Puis j'ai aimé l'écriture fluide et sans retenue de son auteure. Bien sûr, c'est romancé, mais c'est autobiographique, comment cela pourrait-il en être autrement? Ces émotions, ces ressentis décrits avec une franchise et une beauté désarmantes ne peuvent être le fruit d'une imagination débordante, ça pue les kilomètres de montagnes russes, les larmes épuisées, les cœurs froissés, les mots qui manquent, les rires de chagrin.
 
C'était tout simplement magnifique. Alors j'aimerais juste terminer en disant ceci :

- Salomé Berlioux : je vous remercie mille fois pour cet ouvrage et vous souhaite de venir à bout de votre Goliath.

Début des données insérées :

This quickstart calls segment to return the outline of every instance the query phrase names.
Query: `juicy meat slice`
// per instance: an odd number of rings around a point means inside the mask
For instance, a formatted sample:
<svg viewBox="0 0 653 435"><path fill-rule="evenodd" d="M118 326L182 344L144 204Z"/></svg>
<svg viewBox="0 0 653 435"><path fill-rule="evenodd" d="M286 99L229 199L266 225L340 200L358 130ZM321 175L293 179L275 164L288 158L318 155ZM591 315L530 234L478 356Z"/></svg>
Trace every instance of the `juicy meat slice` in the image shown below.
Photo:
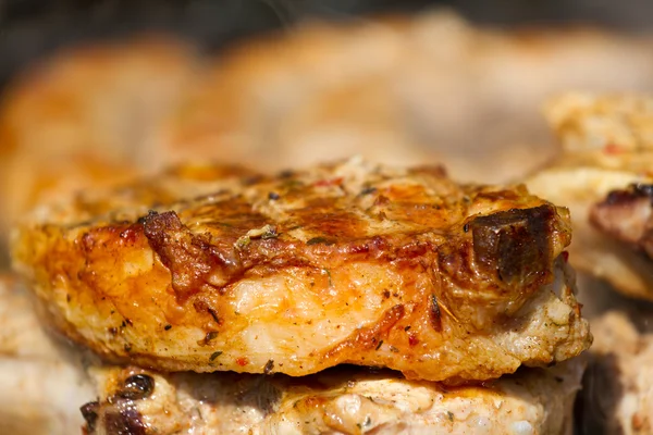
<svg viewBox="0 0 653 435"><path fill-rule="evenodd" d="M631 184L613 190L590 209L602 232L653 258L653 185Z"/></svg>
<svg viewBox="0 0 653 435"><path fill-rule="evenodd" d="M94 371L89 434L567 434L584 361L447 388L396 372L335 368L307 377ZM122 432L121 432L122 431Z"/></svg>
<svg viewBox="0 0 653 435"><path fill-rule="evenodd" d="M560 258L566 210L523 187L356 159L233 174L177 170L42 209L15 265L69 337L164 371L354 363L456 383L591 343Z"/></svg>
<svg viewBox="0 0 653 435"><path fill-rule="evenodd" d="M653 434L653 334L626 311L592 321L596 341L586 375L579 426L584 434Z"/></svg>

- Ma poulette : je te remercie pour cette amitié inespérée qui m'a sauvé la vie, et pour cette lecture qui m'a permis d'enfin comprendre tout ce qui ne voulait pas rentrer dans ma cervelle de moineau. Je m'excuse pour toutes les fois où tu as eu l'impression de t'adresser à un veau, et je t'aime infiniment.
 

"Je ne veux pas me mêler de ce qui ne me regarde pas, répète-t-elle doucement, mais tu sais, j'ai vu que tu mangeais souvent tes pêches sans enlever leur peau..." - interdite, je lève la tête -, "et je me suis dit, quand Aurélien m'a parlé, que vos problèmes venaient peut-être aussi de là." Un temps, puis : "Les pesticides, tu sais, c'est une véritable plaie. Alors peut-être que si tu enlevais la peau des pêches, et de tous les fruits, d'ailleurs, peut-être que cela vous aiderait?"

Mère d'Aurélien à Diane

Sans doute suis-je arrivée à ce stade du processus où l'épuisement fragilise les résistances. La machine s'enraye. "Tu as parlé dans ton sommeil", m'a raconté Aurélien quelques heures plus tôt. Mon mari a son visage des matins gris. Il finit par admettre m'avoir entendue prononcer à voix basse dans le noir de la chambre : "Je n'ai plus qu'à m'asseoir et à attendre la mort."

Diane

Aujourd'hui, j'ai honte du sentiment d'invincibilité qui m'habitait alors. Je n'avais aucun doute. Pourquoi en aurais-je eu? Je ne connaissais l'infertilité que de nom. Pas plus qu'une ombre sur un mur.
De cela, je sais avoir été en colère. Pourquoi ne m'avait-on pas prévenue? Comment avais-je pu vivre si longtemps dans la méconnaissance d'une réalité qui était partout? Où se trouvaient les femmes qui auraient pu me parler? Pourquoi un tel silence?

Diane

Les parents sont majoritaires. Souvent sans se poser de questions. Pourquoi s'en poseraient-ils? Quand on respire sans difficulté, on ne sait pas que l'on respire. Respirer ne devient conscient, douloureux, qu'en cas de problème. Or, en la matière : les problèmes existent. Dans le monde, selon certaines études, près d'un couple sur sept serait confronté à l'infertilité. Dans 10 à 25% des cas, celle-ci n'est attribuable à aucun des deux partenaires.

Diane

On parle de procréation médicalement assistée quand cela fonctionne. Sinon, il n'y a pas de procréation. Il n'y a que des deuils successifs.